Avobar menüsü, basit ama sıkıcı olmayan yemeklerin sağlıklı ve çeşitli olmasına dikkat edilerek özenle oluşturulmuş. Taco çeşitlerinin her damak zevkine uygun olduğunu söyleyebilirim; vegan, ıstakozlu, hellimli hatta trüflü taco seçenekleri bile mevcut. Son zamanların bir diğer yükselen yemek türü olan poke’ler ve her zamanın klasiği salatalar da yine deneyebileceğiniz lezzetler arasında. Menünün en büyük kısmıysa brunch tabaklarına ayrılmış durumda çünkü bence de avokadoya en çok yakışan iki şey ekmek ve yumurta. Bunların haricinde sosyal medyada sıkça gördüğümüz Avo Bun Burger da denenebilecek ilginç tabaklardan biri.
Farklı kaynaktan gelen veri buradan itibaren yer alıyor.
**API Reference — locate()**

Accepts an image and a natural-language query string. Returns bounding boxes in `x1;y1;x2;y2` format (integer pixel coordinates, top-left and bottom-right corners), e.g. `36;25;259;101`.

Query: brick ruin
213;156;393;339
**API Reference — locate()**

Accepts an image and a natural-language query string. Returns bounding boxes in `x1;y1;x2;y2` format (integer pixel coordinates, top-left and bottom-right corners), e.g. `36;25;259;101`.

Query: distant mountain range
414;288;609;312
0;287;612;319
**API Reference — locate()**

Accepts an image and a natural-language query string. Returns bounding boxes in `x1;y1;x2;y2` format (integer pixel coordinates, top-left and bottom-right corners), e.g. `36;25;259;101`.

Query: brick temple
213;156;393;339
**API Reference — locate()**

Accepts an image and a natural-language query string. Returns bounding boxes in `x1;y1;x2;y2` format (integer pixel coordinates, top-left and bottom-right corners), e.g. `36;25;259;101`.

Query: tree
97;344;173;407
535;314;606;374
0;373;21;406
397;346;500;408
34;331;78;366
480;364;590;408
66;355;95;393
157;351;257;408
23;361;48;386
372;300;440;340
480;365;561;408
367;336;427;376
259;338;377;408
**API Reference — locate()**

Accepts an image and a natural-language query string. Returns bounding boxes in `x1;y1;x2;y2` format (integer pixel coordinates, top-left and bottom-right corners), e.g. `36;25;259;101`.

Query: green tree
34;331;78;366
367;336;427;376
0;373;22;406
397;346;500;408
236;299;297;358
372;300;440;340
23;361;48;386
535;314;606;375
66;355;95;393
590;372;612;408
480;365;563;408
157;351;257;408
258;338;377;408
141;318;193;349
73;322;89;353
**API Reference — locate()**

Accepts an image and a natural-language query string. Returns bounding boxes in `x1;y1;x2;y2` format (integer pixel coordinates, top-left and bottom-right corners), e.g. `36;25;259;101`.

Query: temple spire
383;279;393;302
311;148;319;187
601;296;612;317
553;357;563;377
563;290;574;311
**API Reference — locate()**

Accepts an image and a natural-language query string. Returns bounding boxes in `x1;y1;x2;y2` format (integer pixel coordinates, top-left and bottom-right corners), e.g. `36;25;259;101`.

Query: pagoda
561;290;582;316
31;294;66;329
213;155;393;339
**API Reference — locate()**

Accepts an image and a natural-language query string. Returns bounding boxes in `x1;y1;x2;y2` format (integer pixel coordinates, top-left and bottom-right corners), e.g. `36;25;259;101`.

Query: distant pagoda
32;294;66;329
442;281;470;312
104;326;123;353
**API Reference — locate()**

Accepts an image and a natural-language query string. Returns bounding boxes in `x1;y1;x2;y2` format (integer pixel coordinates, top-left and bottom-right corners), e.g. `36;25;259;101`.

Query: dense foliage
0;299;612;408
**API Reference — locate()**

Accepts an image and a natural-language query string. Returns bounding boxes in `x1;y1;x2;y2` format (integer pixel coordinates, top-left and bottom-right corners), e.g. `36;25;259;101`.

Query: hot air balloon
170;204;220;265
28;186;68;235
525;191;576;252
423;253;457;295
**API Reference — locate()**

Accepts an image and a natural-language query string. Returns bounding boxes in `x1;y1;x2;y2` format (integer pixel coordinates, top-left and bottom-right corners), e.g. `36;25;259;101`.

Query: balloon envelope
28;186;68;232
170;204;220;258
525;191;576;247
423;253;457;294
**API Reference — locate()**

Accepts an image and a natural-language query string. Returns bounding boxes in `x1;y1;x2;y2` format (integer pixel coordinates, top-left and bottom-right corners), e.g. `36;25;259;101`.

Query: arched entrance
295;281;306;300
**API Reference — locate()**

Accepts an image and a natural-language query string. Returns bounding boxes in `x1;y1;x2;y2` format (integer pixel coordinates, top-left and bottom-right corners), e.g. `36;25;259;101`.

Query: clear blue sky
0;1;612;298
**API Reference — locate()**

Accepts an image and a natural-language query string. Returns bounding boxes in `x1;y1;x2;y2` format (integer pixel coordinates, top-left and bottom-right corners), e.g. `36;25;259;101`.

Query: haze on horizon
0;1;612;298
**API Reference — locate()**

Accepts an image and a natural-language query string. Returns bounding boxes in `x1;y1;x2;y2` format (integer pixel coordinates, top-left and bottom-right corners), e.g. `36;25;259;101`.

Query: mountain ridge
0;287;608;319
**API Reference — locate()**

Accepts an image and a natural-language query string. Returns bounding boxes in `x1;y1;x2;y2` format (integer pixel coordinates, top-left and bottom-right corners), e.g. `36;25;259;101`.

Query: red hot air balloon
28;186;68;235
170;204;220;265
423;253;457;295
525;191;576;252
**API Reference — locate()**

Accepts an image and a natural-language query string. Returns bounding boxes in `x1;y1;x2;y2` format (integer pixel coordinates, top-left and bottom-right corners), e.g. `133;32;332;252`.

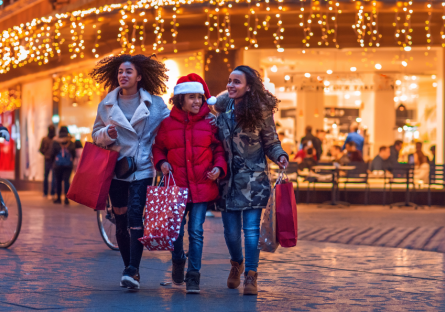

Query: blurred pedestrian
330;145;351;166
345;141;364;162
215;66;289;295
301;126;322;159
39;125;56;197
298;147;317;170
430;145;436;165
369;146;392;172
51;126;76;205
414;142;430;183
389;140;403;166
343;122;365;153
73;140;83;173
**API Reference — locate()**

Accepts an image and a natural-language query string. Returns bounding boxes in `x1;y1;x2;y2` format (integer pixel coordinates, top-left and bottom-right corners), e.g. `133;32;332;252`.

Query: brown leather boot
244;271;258;295
227;260;244;289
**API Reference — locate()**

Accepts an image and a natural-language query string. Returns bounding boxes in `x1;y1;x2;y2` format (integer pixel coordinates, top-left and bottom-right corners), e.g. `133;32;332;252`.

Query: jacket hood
103;87;153;105
170;102;210;122
54;134;72;145
214;91;230;113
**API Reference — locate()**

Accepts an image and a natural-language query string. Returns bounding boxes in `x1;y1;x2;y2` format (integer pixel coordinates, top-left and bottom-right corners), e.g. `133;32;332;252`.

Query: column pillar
436;48;445;164
296;84;324;143
360;74;396;159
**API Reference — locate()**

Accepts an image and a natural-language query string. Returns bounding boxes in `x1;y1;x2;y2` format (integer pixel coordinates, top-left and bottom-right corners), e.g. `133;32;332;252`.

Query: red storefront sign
0;111;15;176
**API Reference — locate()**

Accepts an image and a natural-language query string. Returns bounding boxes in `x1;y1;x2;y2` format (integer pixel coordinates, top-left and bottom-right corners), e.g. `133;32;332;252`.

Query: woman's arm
260;114;289;163
212;126;227;179
152;122;168;171
92;104;116;146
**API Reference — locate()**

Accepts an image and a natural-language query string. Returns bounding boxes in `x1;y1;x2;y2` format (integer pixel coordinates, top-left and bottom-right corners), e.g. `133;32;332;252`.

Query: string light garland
440;1;445;48
0;85;22;114
393;1;413;51
0;0;445;74
425;0;433;50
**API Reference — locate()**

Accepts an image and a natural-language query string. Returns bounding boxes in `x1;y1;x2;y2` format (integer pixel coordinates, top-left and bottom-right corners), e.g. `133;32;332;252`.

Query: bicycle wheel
0;179;22;248
97;198;119;250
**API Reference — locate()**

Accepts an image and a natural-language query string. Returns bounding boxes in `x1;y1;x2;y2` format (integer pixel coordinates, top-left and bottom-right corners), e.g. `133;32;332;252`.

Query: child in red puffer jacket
153;74;227;293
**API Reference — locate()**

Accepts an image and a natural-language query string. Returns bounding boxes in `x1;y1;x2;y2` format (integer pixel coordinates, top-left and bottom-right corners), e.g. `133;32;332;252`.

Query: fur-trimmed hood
214;91;230;113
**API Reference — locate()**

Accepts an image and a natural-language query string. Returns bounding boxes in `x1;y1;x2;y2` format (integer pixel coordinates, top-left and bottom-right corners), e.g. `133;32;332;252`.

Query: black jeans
109;178;153;268
43;159;56;196
54;166;73;199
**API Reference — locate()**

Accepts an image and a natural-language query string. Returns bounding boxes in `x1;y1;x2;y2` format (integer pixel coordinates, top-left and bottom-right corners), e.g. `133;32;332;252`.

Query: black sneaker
185;271;201;294
119;267;127;288
172;259;187;285
121;265;141;289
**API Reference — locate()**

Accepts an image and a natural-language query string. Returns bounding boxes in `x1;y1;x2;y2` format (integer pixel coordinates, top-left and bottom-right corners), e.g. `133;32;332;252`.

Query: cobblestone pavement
0;193;445;311
298;205;445;252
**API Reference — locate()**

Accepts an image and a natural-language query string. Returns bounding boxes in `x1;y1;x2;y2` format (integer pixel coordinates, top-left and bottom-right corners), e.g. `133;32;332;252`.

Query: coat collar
105;87;153;134
170;102;210;123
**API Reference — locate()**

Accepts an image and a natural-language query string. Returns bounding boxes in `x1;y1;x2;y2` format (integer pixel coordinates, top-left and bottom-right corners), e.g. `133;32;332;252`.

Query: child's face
182;93;202;114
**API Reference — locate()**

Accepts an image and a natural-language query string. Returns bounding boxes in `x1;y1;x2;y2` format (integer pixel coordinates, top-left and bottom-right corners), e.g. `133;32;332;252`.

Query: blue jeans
222;209;262;273
172;203;207;272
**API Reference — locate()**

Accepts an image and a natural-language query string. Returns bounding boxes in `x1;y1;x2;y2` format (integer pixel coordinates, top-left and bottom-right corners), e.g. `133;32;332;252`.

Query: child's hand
207;167;221;181
161;162;172;176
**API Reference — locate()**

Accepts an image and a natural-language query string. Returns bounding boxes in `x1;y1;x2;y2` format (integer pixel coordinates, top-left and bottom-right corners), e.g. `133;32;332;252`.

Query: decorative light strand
425;0;433;50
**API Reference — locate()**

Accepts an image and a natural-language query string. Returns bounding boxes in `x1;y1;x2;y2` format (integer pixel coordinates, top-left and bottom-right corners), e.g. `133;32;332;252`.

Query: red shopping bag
275;180;298;247
66;142;119;210
139;177;188;251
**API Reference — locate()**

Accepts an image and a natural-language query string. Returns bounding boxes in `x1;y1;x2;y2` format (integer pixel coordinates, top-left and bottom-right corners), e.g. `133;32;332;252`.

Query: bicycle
0;179;22;248
97;197;119;250
0;124;22;248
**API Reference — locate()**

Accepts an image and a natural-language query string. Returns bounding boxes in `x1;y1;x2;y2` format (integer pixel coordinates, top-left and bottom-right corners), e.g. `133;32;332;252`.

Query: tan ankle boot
244;271;258;295
227;260;244;289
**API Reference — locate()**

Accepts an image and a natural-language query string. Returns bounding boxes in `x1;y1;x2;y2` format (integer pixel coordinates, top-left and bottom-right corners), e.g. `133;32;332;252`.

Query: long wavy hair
90;54;168;95
234;65;279;131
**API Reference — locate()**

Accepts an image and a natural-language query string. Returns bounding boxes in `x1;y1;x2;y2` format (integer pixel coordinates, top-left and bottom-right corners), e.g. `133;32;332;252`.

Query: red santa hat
173;74;216;105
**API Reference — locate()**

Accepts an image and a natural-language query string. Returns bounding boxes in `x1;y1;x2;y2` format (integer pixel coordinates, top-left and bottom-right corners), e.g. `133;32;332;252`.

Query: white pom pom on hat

Avobar’ın içecek menüsü de çok dolu ve tabii ki dikkatimi ilk çeken içecek avokadolu smoothi’ler oluyor. Daha klasik bir içecek isterseniz çeşit çeşit taze meyve sularını deneyebilirsiniz. Eğer oturmak için vaktiniz yoksa detox sularından alıp güne hızlıca da devam edebilirsiniz. Black Lemonade ve limon & zencefil en çok tercih edilenler arasında.
Ben Avobar’ı kahvaltı için tercih ettim. Hayalim, avokadolu tost yemekti ama menüyü görünce tabii ki fikrim değişti. Eggs Benny ve Eggs Fiorentine istedim ama bu ikisinin bir farkı vardı; normal Hollandaise sos yerine avokadoyla yapılmış sos ve avokado dilimleri… Bu farklı yorumu çok beğendiğimi söyleyebilirim. İçecek olarak da klasiklerden olan, C vitamini deposu Superpower Juice güne güzel bir başlangıç oldu.
Gitmeden önce aklınızda bulunsun; hafta sonları ve sabahları çok kalabalık oluyor. Kapısında uzun bir sıra görürseniz şaşırmayın. Önerim; normal kahvaltı saatinden biraz önce gitmeniz ve ek olarak üst kata oturmanız. Üst katın hem dekorasyonunun hem de ambiyansının alt kata kıyasla daha güzel olduğunu söyleyebilirim. Şimdiden afiyet olsun!
Kapak Fotoğrafı: The Drinks Business
İlginizi çekebilir: Zeynep Cansoylu Samancığlu’ndan Londra Gezi Rehberi
İlk yorumu siz yazın!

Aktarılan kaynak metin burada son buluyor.